I vividly remember the month that I first got Siri on iPhone, not least because I’ve barely used it since the initial novelty wore off. Now, The Economist is getting excited about voice technology, and even has a special report about Siri, Alexa, and the future of natural language voice computing. For my part, I’m deeply unimpressed not just with voice input technologies, but with the whole idea that natural conversation should be any kind of exemplar for interaction with computers (excepting, of course, for people who rely on voice input for accessibility reasons, or for the increasingly rare newcomers to IT). Here are some quick reasons why –
(1) Our interactions with computers tend to be highly dynamic, relying on constant feedback. What I mean by that is – when I’m engaging with a computer, I typically ask lots of quick bad questions and use the answers to guide me. I’d prefer to look quickly in three possible locations for a file rather than ask, “Siri, can you look in Downloads, or possibly Documents, or possibly Desktop, for a file that could be called Latest Draft or Friday Draft or January Draft? I’ll know it when I see it, so just list all the possible contenders”. The ability to quickly interact with computers and maintain a steady flow of information between user and interface seems like an advantage of using machines compared to speaking to humans, which tends to consist in relatively long spoken messages bouncing back and forth.

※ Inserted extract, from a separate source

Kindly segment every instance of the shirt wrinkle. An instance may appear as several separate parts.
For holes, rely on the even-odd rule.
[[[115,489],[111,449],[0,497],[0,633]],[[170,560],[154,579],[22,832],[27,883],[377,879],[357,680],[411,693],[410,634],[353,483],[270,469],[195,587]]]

(2) A lot of the formal syntax we use when interacting with computers is very clear and powerful compared to natural language. If I google ‘site:www.economist.com “cecil rhodes” -oxford’, I’ve succinctly asked google to show me articles about Cecil Rhodes from the Economist.com that make no mention of Oxford. Once you get into more complex searches and operations, the advantages of formal operators become even starker. Of course, you can integrate a similar syntax into Siri or Alexa, but that constitute a different (albeit compatible) vision of how voice computing is going to go.
(3) Voice input is likely to remain relatively unreliable compared to text input. If I can type “indonesia population” and get an immediate answer, why would I bother vocally asking Siri for the answer? Even if Siri is great at recognizing my accent through my heavy cold, I could cough or sneeze or mispronounce a word or simply get distracted for a second, and waste a valuable 6 seconds of my time.

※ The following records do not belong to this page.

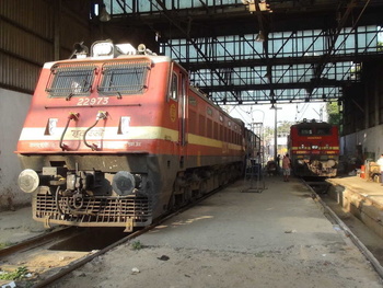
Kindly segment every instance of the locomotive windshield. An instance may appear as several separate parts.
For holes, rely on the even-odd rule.
[[[93,65],[56,65],[51,68],[46,91],[57,97],[86,95],[91,92],[94,71]]]
[[[147,89],[150,61],[108,62],[103,66],[98,92],[105,95],[142,94]]]
[[[313,127],[313,128],[300,128],[299,135],[301,136],[313,136],[313,135],[330,135],[332,130],[329,127]]]

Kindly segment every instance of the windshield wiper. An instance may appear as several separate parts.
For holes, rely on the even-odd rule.
[[[66,97],[66,101],[69,101],[74,95],[73,92],[70,92],[70,94]]]

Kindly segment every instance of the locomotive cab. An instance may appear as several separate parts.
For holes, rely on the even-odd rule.
[[[18,142],[33,217],[143,227],[243,169],[244,125],[140,45],[78,44],[44,65]]]

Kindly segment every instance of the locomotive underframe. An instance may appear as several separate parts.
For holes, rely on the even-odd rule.
[[[65,184],[54,180],[33,193],[33,218],[50,224],[79,227],[135,227],[150,224],[170,209],[183,206],[241,175],[239,157],[187,157],[140,154],[28,154],[24,166],[42,174],[49,168],[68,173],[98,171],[103,177],[93,191],[66,195]],[[200,162],[201,166],[196,166]],[[181,169],[183,168],[183,169]],[[119,196],[111,185],[118,171],[141,175],[135,194]],[[58,183],[55,185],[55,183]],[[59,193],[59,191],[61,193]]]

(4) Finally, on dictation specifically – while I understand that many people hate typing, I find it massively surpasses speaking as a way of composing stuff that is *intended to be read*. As I write, I see how stuff will look to the reader; the phrase that sounds just fine with the benefit of vocal nuance and intonation might look hamfisted and obscure as words on a page. That joke that comes across brilliantly in speech may fall flat in text. Of course, you can read back what’s on the page to yourself as you dictate it, but given how different the pragmatics of speech and text are to begin with, I find it far better to skip out the spoken element all together and frame the process of composition as a dialogue between writer and reader, rather than speaker and reader.